Wednesday, May 31, 2006
Peremptory Challenge to Trial Judge Not Allowed on Remand for Filing of Statement of Decision—C.A.
By a MetNews Staff Writer
Where a trial court entered judgment even though a statement of decision had been requested but not prepared, and the appellate court on remand directed the trial court to prepare a statement of decision, the trial judge could not be disqualified under Code of Civil Procedure Sec. 170.6, this district’s Court of Appeal ruled yesterday.
Retired Justice J. Gary Hastings, writing for Div. Four on assignment, said the portion of Sec. 170.6 that allows for a peremptory challenge when the appellate panel has remanded for a “new trial” did not apply.
“We did not remand with directions for the trial court to conduct a new trial,” he said. “Rather, we directed the trial to court to prepare the requested statement of decision to complete the original trial” by filing the statement of decision.
The court acted on a petition by M. Alfred Karlsen, who is seeking a new trial after losing a fraud trial in a commercial dispute with Cannonball Acquisitions.
Karlsen requested a statement of decision following a bench trial before Los Angeles Superior Court Judge Irving Feffer, who directed Cannonball’s attorney to prepare it. Although Cannonball never prepared the statement, the court entered judgment in Cannonball’s favor over Karlsen’s objection.

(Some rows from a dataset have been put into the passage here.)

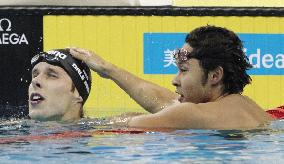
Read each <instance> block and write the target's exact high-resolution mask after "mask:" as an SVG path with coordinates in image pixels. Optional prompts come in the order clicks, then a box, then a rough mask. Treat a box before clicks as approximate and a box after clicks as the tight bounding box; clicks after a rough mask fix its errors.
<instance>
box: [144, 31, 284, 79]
mask: <svg viewBox="0 0 284 164" xmlns="http://www.w3.org/2000/svg"><path fill="white" fill-rule="evenodd" d="M186 35H187V33H144V74H175V73H177V67H176V64H175V61H174V59H173V57H172V55H171V53H172V52H173V51H174V50H175V49H177V48H181V47H182V46H183V44H184V40H185V37H186ZM238 36H239V37H240V39H241V40H242V41H243V43H244V51H245V52H246V54H247V57H248V58H249V61H250V63H251V64H252V65H253V67H254V68H252V69H250V70H249V71H248V73H249V74H250V75H283V74H284V34H238Z"/></svg>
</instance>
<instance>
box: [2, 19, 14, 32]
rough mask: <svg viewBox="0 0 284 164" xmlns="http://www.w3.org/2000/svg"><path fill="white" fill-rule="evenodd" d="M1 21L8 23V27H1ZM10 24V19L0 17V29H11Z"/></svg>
mask: <svg viewBox="0 0 284 164" xmlns="http://www.w3.org/2000/svg"><path fill="white" fill-rule="evenodd" d="M2 22H7V23H8V27H7V28H6V29H5V30H4V29H3V25H2ZM11 24H12V23H11V21H10V20H9V19H7V18H2V19H0V31H11Z"/></svg>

Karlsen appealed and the appellate panel reversed with directions that the trial court prepare a statement of decision. Thereafter, Cannonball submitted a proposed statement of decision to the trial court, and Karlsen sought to disqualify Feffer under Sec. 170.6.
Feffer accepted Karlsen’s motion and sent the case to the master calendar judge, who reassigned it to Judge Michael Stern.

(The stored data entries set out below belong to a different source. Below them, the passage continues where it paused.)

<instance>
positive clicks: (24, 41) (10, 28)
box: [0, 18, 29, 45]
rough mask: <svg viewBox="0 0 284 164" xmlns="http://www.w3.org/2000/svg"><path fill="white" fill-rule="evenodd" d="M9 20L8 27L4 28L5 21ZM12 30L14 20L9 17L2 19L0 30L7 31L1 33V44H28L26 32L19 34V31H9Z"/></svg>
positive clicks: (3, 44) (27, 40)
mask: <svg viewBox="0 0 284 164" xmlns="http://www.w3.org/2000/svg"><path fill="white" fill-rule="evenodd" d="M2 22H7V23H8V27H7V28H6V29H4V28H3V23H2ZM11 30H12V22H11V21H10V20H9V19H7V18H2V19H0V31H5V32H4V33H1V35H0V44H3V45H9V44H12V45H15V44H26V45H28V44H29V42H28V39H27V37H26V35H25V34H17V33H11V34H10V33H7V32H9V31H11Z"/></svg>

After Stern said he would prepare a statement of decision rather than retry the case, Karlsen asked the Court of Appeal to order a retrial before a jury. After the Court of Appeal issued an alternative writ, Stern sent the case back to Feffer.
Choosing to address the merits rather than deem the issue moot, the appellate panel said Feffer should have denied the Sec. 170.6 motion as untimely.

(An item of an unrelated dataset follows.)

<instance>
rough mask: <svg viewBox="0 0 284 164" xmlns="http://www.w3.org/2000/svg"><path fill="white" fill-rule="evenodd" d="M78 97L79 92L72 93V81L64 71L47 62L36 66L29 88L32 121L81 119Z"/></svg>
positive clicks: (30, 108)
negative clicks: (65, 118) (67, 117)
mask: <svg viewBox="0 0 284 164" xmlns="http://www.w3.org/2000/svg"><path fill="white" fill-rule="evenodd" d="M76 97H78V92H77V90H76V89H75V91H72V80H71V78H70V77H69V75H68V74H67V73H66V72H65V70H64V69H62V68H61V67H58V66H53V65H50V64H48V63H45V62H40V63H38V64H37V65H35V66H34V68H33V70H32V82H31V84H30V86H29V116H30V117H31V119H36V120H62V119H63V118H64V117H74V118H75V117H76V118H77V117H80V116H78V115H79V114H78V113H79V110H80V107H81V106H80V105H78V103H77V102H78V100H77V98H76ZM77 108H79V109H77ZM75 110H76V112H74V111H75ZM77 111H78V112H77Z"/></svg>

In light of the panel’s instructions and the language of Sec. 170.6, Hastings concluded, the trial court did not have jurisdiction to accept Karlsen’s peremptory challenge and its grant of the motion and everything thereafter was void.
Attorneys on appeal were Hillel Chodos for Karlsen and Ronald L. Gallant for Cannonball.
The case is Karlsen v. Superior Court (Cannonball Acquisitions), B186446.